A primeira delas deverá atender, entre vós outros, somente aqueles colecionadores obsessivos, os que fazem absoluta questão do completo, do integral, do inteirinho, compasso por compasso, colcheia por colcheia, sem perder uma só fermata. Esses tipos, garanto, poderão em breve repousar sob o dossel da serenidade, mesmo que isto signifique ter que escutar, por exemplo, alguns compassos escritos para os cachorros de George Sand, amante do compositor.

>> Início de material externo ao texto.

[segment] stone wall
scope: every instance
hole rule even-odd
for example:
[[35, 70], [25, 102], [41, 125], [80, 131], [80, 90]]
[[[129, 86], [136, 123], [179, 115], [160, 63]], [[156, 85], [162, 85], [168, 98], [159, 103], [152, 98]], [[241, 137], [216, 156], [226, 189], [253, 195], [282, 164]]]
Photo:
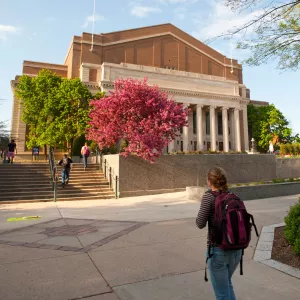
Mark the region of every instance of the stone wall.
[[276, 159], [276, 178], [300, 177], [300, 158]]
[[[205, 185], [212, 166], [225, 169], [229, 183], [257, 182], [276, 178], [273, 155], [164, 155], [155, 164], [136, 156], [104, 156], [119, 176], [120, 196], [146, 195], [185, 190]], [[118, 162], [119, 161], [119, 162]]]

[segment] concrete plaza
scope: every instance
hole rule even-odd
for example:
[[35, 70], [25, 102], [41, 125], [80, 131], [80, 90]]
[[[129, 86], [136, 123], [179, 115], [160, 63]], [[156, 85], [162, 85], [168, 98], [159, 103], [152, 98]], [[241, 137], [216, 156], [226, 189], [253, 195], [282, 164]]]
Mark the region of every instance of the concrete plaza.
[[[247, 201], [259, 230], [281, 223], [299, 195]], [[0, 295], [5, 300], [208, 300], [207, 230], [199, 202], [173, 193], [120, 200], [0, 206]], [[41, 216], [7, 222], [11, 217]], [[299, 299], [299, 279], [253, 261], [234, 275], [239, 300]]]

Diferentemente de Beethoven, que volta e meia vendia alguma bobagem escrita em dois toques para não terminar o mês no vermelho, Chopin foi mais criterioso quanto ao que submetia à publicação. De sua primeira obra-prima consumada (os Estudos Op. 10) até a última obra publicada em vida (a Sonata Op. 65 para violoncelo e piano), foram poucos os passos em falso que levou para a prensa. Muito o que cai fora desse intervalo – obras infantojuvenis, exercícios para conservatório, peças de ocasião e esboços deixados de lado – aparece nas gravações a seguir.

ooOoo

FRYDERYK FRANCISZEK CHOPIN (1810-1849)

THE REAL CHOPIN – RONDOS

A despeito do título, o volume inclui também a curiosa Sonata em Dó menor, exercício de composição dos tempos de Conservatório de Varsóvia. Nela, originalidade do compositor aparece em lampejos, sufocada pelas exigências da forma-sonata. Tem-se a sensação de se ouvir Chopin brigando para romper uma dura carapaça que, estranhamente, me soa como um pastiche de Hummel

1 – Rondó em Dó menor, Op. 1 – Nikolai Demidenko [P]
2 – Rondó à la Mazur em Fá maior, Op. 5 – Tatiana Shebanova [E]
3 – Rondó em Mi bemol maior, Op. 16 – Nikolai Demidenko [P]
4 – Rondó em Dó maior para dois pianos, Op.73 – Tatiana Shebanova [E] e Jarosław Drzewiecki [P]
5 – Rondó em Dó maior, Op. 73 [versão preliminar para piano solo] – Tatiana Shebanova [E]

E = piano Érard, 1849
P = piano Pleyel, 1848

6 – Sonata no. 1 em Dó menor, Op. 4 – Allegro maestoso
7 – Sonata no. 1 em Dó menor, Op. 4 – Minuetto. Allegretto
8 – Sonata no. 1 em Dó menor, Op. 4 – Larghetto
9 – Sonata no. 1 em Dó menor, Op. 4 – Finale. Presto

Ewa Pobłocka, piano Pleyel (1848)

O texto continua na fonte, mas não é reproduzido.